When a solution is submitted, we use axe-core to run an automated audit of your code.

This picks out common accessibility issues like not using semantic HTML and not having proper heading hierarchies, among others.

This automated audit is fairly surface level, so we encourage to you review the project and code in more detail with accessibility best practices in mind.

How does the CSS report work?

When a solution is submitted, we use stylelint to run an automated check on the CSS code.

We've added some of our own linting rules based on recommended best practices.

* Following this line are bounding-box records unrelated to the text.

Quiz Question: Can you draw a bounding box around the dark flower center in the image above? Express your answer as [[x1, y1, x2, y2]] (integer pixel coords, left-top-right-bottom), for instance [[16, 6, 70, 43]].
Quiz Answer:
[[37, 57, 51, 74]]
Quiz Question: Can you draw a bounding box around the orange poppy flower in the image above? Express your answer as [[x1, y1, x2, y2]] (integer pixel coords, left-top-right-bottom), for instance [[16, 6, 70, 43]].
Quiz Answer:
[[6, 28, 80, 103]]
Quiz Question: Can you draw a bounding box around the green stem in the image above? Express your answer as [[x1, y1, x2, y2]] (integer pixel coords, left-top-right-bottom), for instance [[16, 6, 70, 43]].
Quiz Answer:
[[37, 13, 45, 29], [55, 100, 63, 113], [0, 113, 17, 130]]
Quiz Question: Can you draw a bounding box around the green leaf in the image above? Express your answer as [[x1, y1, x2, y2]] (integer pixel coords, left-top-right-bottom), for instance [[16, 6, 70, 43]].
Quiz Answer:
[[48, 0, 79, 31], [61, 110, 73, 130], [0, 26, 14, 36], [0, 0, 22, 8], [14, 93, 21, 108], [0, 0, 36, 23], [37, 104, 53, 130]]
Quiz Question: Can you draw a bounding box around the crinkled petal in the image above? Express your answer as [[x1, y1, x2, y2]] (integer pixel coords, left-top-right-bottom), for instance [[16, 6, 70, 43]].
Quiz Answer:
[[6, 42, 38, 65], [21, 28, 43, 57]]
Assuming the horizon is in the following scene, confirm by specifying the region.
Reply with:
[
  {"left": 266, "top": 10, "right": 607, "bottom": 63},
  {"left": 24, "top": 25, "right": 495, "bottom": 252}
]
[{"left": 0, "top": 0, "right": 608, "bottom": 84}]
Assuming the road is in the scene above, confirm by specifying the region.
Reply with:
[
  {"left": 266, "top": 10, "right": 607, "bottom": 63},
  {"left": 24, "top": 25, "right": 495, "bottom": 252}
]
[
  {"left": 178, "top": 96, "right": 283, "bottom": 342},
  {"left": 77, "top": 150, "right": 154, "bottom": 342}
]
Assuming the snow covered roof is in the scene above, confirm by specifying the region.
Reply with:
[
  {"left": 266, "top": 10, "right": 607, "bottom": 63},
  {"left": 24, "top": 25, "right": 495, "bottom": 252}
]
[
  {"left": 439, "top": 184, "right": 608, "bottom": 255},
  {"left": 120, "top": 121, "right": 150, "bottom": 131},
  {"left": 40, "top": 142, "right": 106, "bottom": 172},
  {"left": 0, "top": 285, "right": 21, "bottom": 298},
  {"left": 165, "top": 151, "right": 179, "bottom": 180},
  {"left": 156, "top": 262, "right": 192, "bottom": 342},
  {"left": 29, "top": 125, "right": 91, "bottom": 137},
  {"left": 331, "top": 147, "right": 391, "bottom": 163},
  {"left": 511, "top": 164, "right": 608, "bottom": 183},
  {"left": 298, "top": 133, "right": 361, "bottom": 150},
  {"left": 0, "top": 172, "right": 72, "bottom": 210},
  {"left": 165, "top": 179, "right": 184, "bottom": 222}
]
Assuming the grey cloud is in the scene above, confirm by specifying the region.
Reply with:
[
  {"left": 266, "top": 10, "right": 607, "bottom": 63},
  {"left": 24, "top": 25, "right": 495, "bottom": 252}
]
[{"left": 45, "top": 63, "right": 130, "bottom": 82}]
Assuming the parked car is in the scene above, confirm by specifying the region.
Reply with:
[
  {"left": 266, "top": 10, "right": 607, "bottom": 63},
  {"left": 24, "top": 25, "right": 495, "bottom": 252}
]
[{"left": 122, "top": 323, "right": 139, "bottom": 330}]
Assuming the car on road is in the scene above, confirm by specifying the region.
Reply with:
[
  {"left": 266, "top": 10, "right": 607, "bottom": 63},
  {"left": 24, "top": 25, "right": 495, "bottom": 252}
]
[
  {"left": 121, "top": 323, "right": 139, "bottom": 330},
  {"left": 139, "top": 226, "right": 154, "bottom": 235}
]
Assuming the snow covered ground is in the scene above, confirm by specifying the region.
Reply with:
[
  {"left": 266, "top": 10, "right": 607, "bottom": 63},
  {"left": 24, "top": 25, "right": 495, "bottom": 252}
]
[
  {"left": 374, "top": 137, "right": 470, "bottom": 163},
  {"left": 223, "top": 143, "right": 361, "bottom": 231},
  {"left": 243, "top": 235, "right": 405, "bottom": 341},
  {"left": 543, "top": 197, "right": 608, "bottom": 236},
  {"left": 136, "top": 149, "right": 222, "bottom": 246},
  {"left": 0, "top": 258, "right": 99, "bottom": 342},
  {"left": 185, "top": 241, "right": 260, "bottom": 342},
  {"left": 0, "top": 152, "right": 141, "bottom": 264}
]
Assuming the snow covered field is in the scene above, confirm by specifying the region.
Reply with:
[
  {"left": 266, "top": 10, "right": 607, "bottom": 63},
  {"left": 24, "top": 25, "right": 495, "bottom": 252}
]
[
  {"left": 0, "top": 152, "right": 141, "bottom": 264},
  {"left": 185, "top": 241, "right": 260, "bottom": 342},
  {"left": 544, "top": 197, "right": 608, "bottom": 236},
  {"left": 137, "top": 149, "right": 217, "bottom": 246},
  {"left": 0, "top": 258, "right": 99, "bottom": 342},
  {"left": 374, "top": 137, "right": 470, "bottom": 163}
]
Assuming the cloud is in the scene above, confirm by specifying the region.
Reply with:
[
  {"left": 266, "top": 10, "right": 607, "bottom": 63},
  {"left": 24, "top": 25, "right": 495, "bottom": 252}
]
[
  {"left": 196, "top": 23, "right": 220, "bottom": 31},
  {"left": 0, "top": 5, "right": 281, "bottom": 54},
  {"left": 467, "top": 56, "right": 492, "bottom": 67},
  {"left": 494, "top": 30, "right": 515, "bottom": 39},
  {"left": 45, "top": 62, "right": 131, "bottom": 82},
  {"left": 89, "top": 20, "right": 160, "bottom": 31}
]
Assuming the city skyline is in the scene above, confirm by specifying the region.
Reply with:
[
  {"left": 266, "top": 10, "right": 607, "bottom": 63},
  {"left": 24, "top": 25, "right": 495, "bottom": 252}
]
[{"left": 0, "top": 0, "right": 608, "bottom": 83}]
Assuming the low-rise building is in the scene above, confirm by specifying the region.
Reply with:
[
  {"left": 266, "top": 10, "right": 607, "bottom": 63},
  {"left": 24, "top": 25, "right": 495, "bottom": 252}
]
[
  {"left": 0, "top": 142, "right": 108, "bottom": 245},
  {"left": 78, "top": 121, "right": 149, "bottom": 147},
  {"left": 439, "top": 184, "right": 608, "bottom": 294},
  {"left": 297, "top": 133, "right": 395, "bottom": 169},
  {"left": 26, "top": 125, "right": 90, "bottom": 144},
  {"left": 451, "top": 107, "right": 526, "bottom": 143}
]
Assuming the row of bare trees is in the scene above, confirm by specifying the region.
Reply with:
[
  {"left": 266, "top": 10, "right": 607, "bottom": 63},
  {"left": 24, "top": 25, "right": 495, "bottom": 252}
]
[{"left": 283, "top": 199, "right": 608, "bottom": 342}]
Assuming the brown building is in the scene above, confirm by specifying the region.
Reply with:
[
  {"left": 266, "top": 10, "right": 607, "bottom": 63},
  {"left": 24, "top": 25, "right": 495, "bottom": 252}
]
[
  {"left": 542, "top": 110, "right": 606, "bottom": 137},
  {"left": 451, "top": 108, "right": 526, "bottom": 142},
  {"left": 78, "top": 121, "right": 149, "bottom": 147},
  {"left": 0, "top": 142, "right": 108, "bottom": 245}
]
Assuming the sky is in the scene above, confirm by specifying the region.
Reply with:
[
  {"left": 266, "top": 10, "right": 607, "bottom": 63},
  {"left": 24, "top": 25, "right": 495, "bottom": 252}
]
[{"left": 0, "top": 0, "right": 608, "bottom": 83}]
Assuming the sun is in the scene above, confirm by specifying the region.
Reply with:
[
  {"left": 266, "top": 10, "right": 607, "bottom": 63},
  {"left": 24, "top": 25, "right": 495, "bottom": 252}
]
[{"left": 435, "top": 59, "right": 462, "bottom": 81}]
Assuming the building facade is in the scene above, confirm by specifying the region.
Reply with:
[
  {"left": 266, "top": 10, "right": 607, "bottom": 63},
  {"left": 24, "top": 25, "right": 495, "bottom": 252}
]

These rules are prefixed with frontend-mentor/ which you'll see at the top of each issue in the report.

The report will audit all CSS, SCSS and Less files in your repository.

How does the HTML validation report work?

When a solution is submitted, we use html-validate to run an automated check on the HTML code.

The report picks out common HTML issues such as not using headings within section elements and incorrect nesting of elements, among others.

Note that the report can pick up “invalid” attributes, which some frameworks automatically add to the HTML. These attributes are crucial for how the frameworks function, although they’re technically not valid HTML. As such, some projects can show up with many HTML validation errors, which are benign and are a necessary part of the framework.

How does the JavaScript validation report work?

When a solution is submitted, we use eslint to run an automated check on the JavaScript code.

The report picks out common JavaScript issues such as not using semicolons and using var instead of let or const, among others.

The report will audit all JS and JSX files in your repository. We currently do not support Typescript or other frontend frameworks.